HOOVER, Ala.–The SEC closed its annual Media Days from the Wynfrey Hotel in Hoover, Alabama on Thursday afternoon. As the final session of the day came to a close, all eyes were on Head Coach Hugh Freeze as he responds to a lawsuit from his predecessor, Houston Nutt, who coached the Rebels from the 2008 to 2011 football seasons.
The lawsuit stems from a pending NCAA investigation of Ole Miss athletics, in which Nutt claims a “false narrative” was propagated by the University. Ole Miss received a Notice of Allegations in January 2016, reporting 13 allegations of misconduct to which the University responded with a report 120 pages long.
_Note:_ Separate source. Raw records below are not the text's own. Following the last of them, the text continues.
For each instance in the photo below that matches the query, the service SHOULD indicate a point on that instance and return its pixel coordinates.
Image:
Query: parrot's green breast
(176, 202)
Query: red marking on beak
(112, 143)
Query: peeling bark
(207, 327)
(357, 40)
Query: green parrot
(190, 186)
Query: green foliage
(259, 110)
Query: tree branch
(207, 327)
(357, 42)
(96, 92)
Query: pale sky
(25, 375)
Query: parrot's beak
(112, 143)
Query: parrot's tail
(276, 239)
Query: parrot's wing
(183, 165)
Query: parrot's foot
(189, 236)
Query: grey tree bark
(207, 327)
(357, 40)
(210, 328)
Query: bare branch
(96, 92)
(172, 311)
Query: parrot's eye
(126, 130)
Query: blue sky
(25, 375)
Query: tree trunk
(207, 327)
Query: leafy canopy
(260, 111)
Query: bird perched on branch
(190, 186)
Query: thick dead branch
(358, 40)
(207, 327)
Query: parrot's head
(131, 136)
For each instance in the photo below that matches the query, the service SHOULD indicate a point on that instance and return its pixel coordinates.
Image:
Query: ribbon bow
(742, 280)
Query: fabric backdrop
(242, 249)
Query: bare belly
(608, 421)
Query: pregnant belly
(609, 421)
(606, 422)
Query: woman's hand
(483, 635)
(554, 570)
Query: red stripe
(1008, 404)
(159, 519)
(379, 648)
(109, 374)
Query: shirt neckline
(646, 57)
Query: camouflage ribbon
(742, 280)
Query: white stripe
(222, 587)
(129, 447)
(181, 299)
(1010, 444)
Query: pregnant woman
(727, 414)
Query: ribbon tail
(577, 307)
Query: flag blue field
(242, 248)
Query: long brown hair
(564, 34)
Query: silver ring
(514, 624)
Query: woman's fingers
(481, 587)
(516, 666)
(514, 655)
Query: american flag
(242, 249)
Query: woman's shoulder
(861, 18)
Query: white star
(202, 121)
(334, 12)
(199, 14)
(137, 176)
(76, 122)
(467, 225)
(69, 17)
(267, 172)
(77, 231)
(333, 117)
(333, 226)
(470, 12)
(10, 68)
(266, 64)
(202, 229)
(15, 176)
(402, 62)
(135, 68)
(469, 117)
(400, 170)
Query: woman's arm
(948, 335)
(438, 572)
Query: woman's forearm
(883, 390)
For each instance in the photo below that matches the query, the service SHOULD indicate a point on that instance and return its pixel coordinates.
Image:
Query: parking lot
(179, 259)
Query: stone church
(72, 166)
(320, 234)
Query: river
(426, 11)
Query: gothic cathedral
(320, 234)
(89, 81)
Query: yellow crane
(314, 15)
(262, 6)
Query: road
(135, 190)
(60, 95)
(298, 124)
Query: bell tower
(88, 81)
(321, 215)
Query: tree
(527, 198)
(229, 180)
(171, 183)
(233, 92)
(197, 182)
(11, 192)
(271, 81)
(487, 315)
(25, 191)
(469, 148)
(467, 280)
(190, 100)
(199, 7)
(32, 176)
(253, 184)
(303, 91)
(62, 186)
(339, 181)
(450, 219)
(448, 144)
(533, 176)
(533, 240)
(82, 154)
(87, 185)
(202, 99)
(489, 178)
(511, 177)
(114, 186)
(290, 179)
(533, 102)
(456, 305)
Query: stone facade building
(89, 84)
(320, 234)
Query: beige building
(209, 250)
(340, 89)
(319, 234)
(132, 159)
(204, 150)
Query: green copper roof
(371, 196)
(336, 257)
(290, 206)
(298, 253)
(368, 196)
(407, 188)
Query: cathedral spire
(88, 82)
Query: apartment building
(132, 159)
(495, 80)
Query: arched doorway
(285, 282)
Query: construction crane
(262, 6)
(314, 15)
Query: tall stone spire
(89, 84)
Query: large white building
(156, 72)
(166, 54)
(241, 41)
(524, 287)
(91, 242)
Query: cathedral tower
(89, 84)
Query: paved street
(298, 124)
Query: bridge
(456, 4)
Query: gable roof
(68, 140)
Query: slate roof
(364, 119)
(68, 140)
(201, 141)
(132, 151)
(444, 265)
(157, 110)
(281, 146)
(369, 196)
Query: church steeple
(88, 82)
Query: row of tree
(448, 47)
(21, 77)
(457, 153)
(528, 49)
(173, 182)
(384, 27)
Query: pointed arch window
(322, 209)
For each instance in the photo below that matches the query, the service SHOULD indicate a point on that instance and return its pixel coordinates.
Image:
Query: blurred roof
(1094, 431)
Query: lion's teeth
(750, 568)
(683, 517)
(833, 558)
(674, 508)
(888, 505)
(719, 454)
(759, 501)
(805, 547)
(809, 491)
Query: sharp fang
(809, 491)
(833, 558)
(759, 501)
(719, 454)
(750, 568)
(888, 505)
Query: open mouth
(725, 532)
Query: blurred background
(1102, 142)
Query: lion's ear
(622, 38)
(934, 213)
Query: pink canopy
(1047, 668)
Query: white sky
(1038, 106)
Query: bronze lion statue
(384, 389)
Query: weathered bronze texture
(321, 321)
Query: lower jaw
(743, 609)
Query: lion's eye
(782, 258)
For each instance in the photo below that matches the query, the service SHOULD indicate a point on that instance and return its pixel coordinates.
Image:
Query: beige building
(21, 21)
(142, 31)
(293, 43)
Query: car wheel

Later in 2017, the Rebels were handed 8 more violations, bringing the total to 21.
This report was not enough to spare Freeze from a volley of questions after his press conference today. For thirty minutes, Freeze was able to speak about the variety of problems his team faced for the upcoming season. He answered eight questions—six of which focused on the legal issues around the program. These questions ranged from the lawsuit, to the bowl ban, to how his family is coping with all the media attention.
“They’re getting a taste of what the other side can be like when your dad’s not quite as popular with a lot of people, and it’s been a growing experience. Some have handled it better than others, but there’s no question it’s been one of the greater challenges for me as a father to really make sure they understand the value of loving one another, and what you can learn from difficult times that you’re going through” Freeze said.
Dealings with his family have been difficult for Freeze, now going into his sixth season with the Rebels. He concedes that while his legacy has no doubt been negative in some people’s eyes, he will be the one who decides what he leaves in Oxford.
“I do have a plan of this is what I would like to be known as and to be known for doing. And I’ve got all that written down. The only thing I can control is not how people view me because they read some article or they perceive something to be this way. What I can control is doing everything today that gets me the result that I want 20 years from now from the people that really matter,” Freeze responded.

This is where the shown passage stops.